On the flip side, northern states still dominate when it comes to the highest shares of adults cracking open the beer cans and pouring cocktails in 2023. Vermont and New Hampshire lead at around 63% of adults, with Wisconsin, North Dakota, Massachusetts and Rhode Island close behind. By contrast, states across the Southeast and parts of the Mountain West, such as Utah (31.1%), West Virginia (40.8%) and Mississippi (42.2%), report far lower rates of alcohol consumption.

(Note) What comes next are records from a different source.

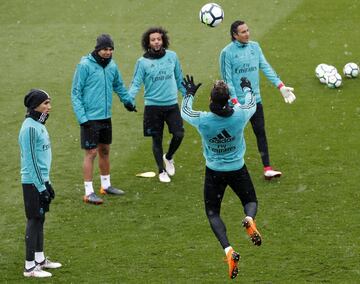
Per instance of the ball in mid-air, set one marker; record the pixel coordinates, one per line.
(351, 70)
(211, 14)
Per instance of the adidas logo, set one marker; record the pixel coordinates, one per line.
(222, 137)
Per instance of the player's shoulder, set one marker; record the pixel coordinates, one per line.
(230, 45)
(171, 52)
(254, 44)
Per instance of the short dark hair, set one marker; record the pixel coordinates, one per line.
(233, 28)
(145, 40)
(220, 93)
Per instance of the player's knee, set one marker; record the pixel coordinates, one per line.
(178, 135)
(91, 154)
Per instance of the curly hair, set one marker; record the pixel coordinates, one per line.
(220, 93)
(233, 28)
(145, 40)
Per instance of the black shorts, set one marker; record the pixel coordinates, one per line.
(155, 116)
(33, 209)
(96, 132)
(239, 181)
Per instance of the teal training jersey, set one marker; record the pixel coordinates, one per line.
(239, 60)
(35, 151)
(92, 89)
(161, 77)
(222, 138)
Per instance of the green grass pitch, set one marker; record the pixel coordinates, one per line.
(158, 233)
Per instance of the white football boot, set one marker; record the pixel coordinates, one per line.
(47, 264)
(169, 166)
(164, 177)
(269, 173)
(37, 272)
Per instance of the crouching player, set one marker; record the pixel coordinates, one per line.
(35, 153)
(222, 134)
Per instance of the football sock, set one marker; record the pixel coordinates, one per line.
(29, 264)
(250, 209)
(227, 249)
(105, 181)
(39, 256)
(88, 187)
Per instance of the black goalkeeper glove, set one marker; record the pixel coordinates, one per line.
(50, 189)
(130, 107)
(45, 200)
(245, 83)
(189, 85)
(86, 124)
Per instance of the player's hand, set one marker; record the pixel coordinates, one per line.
(45, 198)
(86, 124)
(245, 83)
(287, 93)
(50, 189)
(189, 85)
(130, 107)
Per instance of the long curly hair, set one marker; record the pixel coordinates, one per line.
(220, 93)
(145, 39)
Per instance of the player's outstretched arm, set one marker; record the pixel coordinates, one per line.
(287, 93)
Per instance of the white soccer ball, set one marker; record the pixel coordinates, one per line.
(333, 80)
(211, 14)
(351, 70)
(321, 72)
(331, 69)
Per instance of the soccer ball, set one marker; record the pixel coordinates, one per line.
(333, 80)
(351, 70)
(321, 72)
(211, 14)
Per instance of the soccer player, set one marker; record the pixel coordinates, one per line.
(244, 58)
(223, 143)
(160, 71)
(35, 150)
(95, 79)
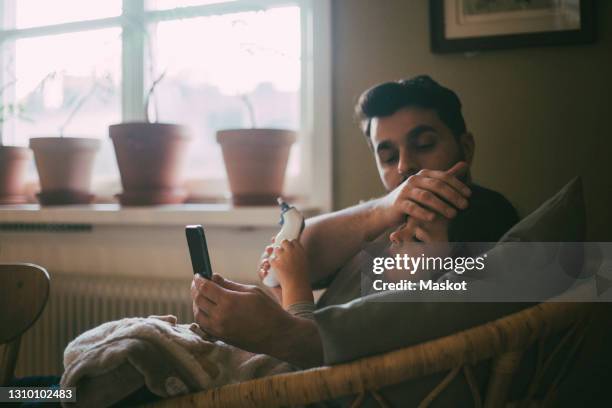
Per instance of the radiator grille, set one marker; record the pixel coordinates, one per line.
(79, 303)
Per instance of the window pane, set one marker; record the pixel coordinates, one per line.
(170, 4)
(55, 75)
(211, 63)
(31, 13)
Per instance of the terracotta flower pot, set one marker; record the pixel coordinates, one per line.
(13, 167)
(256, 160)
(64, 167)
(151, 158)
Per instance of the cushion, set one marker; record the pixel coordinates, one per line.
(561, 218)
(363, 327)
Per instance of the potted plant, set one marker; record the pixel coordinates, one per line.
(255, 161)
(151, 158)
(13, 161)
(65, 164)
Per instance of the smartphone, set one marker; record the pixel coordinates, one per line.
(198, 250)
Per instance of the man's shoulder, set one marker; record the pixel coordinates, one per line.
(487, 218)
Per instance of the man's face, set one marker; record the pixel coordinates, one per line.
(413, 139)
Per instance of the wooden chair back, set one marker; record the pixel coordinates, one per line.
(24, 290)
(504, 341)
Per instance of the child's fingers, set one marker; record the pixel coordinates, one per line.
(286, 244)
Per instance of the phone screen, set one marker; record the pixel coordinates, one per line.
(198, 250)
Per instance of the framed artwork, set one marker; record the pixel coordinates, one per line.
(477, 25)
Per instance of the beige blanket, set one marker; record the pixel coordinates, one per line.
(110, 362)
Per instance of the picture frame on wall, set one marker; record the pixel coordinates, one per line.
(480, 25)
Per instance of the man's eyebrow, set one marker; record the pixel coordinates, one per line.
(384, 145)
(420, 129)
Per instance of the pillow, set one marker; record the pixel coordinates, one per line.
(361, 327)
(561, 218)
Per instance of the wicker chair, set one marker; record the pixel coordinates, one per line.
(24, 290)
(504, 341)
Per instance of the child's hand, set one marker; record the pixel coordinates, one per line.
(289, 262)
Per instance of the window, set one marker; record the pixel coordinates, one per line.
(78, 66)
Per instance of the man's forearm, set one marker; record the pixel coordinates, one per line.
(300, 344)
(331, 240)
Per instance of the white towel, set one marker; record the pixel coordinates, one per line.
(109, 362)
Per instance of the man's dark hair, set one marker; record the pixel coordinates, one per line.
(421, 91)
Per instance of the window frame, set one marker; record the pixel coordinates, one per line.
(316, 99)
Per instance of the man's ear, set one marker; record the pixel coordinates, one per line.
(468, 145)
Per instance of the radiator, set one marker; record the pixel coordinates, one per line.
(79, 303)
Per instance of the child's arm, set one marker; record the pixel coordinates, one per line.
(289, 262)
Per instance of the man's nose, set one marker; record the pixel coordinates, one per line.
(406, 165)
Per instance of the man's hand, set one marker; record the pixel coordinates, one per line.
(246, 317)
(427, 194)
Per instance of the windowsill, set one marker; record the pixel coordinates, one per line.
(166, 215)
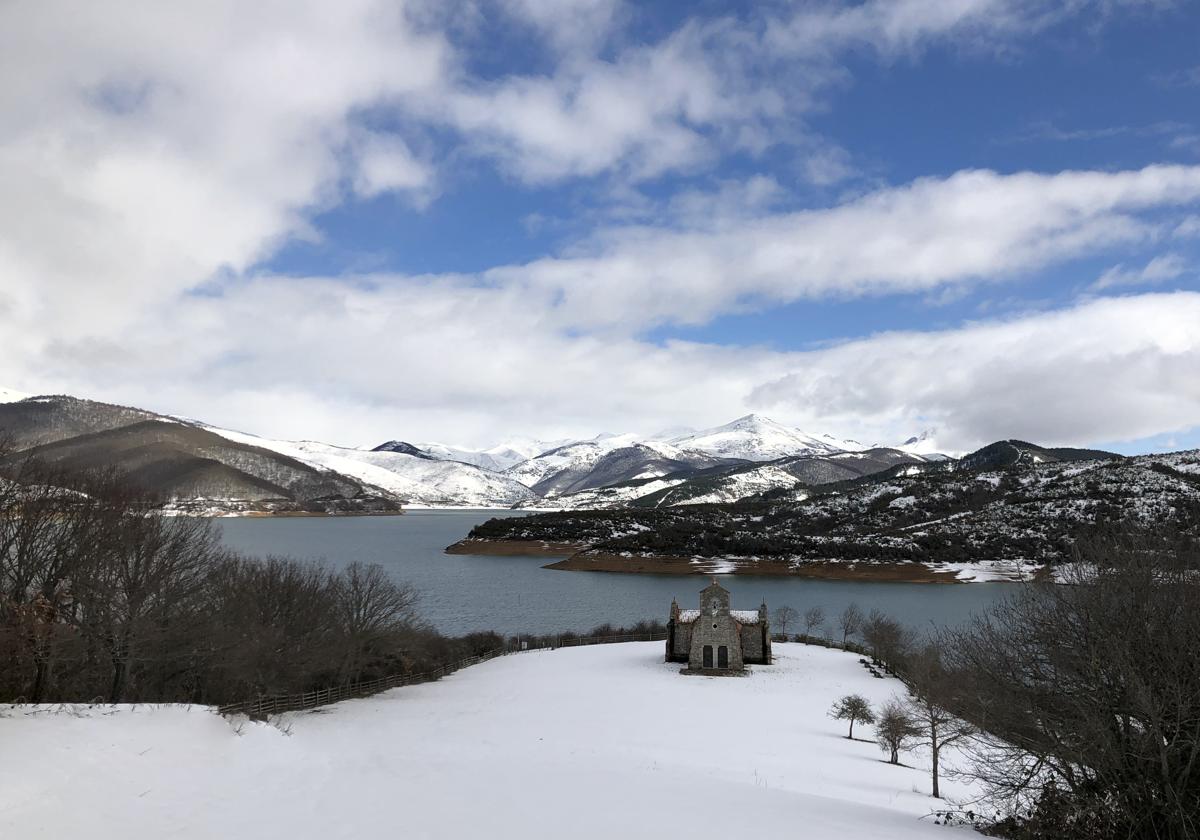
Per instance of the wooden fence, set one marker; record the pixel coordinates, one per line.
(265, 706)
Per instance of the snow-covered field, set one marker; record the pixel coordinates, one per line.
(599, 742)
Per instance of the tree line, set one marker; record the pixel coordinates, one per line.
(1077, 703)
(102, 597)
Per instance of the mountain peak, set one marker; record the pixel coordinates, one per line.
(10, 395)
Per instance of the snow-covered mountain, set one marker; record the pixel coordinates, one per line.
(9, 395)
(604, 461)
(496, 459)
(726, 484)
(924, 444)
(757, 438)
(418, 480)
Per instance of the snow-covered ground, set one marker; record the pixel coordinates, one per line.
(423, 481)
(757, 438)
(599, 742)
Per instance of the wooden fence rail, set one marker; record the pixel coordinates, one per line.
(265, 706)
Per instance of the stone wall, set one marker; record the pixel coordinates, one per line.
(719, 630)
(751, 643)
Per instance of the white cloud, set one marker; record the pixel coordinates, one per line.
(1116, 369)
(145, 147)
(971, 227)
(384, 163)
(1159, 269)
(153, 154)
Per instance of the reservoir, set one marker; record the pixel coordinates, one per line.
(462, 593)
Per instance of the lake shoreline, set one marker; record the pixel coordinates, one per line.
(579, 557)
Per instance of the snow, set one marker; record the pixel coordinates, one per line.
(597, 742)
(497, 459)
(600, 498)
(419, 480)
(757, 438)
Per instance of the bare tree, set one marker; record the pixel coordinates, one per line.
(933, 694)
(853, 707)
(887, 639)
(372, 611)
(895, 730)
(850, 622)
(814, 618)
(1091, 691)
(783, 617)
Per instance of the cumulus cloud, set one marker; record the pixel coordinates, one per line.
(155, 154)
(1108, 370)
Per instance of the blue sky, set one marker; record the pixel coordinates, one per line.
(467, 221)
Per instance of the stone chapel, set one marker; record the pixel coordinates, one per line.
(715, 640)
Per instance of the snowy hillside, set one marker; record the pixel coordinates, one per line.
(757, 438)
(606, 461)
(922, 517)
(496, 459)
(420, 481)
(622, 745)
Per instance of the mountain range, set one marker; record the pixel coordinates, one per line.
(207, 469)
(1003, 513)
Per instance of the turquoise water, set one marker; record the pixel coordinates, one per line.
(462, 593)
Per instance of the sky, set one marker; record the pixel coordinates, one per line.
(450, 221)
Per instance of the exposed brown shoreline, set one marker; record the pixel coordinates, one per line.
(575, 557)
(514, 547)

Declining alcohol rates tell only half the story. The other half is about what’s replacing it: a booming market of NA beers, zero-proof cocktails and functional beverages quickly reshaping bar menus and grocery shelves.
Trace One’s analysis, drawing on Google Trends, shows searches for “NA beer” have surged nearly tenfold in the past decade, while terms like “zero proof” and “mocktail recipes” have become mainstream, each hitting record highs in recent years.

It’s a new demand that has flipped the script for beverage makers, especially in the non-alcoholic beer space. What was once synonymous with O’Doul’s (Anheuser-Busch’s 1990-era NA pioneer) has been rebranded as a wellness-forward category thanks to Athletic Brewing, which proved that a non-alcoholic beer could taste like a craft brew, build a cult following and even be marketed to athletes. In many ways, the brand opened the floodgates: today, Heineken, Guinness and Budweiser all sell NA versions of their beers, while spirits makers are churning out zero-proof whiskey, gin and tequila alternatives for the sober-curious and wellness-focused crowd.
Fitness and wellness brands are paying close attention. As more consumers swap cocktails for kombucha or NA beer, gyms, studios and wellness clubs are offering them at community events. SoulCycle recently partnered with The Zero Proof to host post-class pop-up tastings at its Hamptons studios in New York, giving riders the chance to sample and buy premium non-alcoholic drinks ahead of a national rollout.
Life Time, the luxury athletic country club, also recently celebrated the launch of its new reformer-based class at select locations with an invite-only preview and social event at Life Time Irvine’s Beach Club featuring non-alcoholic LTH Mocktails.
And it’s just the beginning. Later this month, global sober dance movement Daybreaker will team up with clean-label brand FlavCity to co-host a massive alcohol-free dance party at Gitano NYC on September 27, featuring a morning workout led by Housework founder Sydney Miller and a headline set from Austin Millz.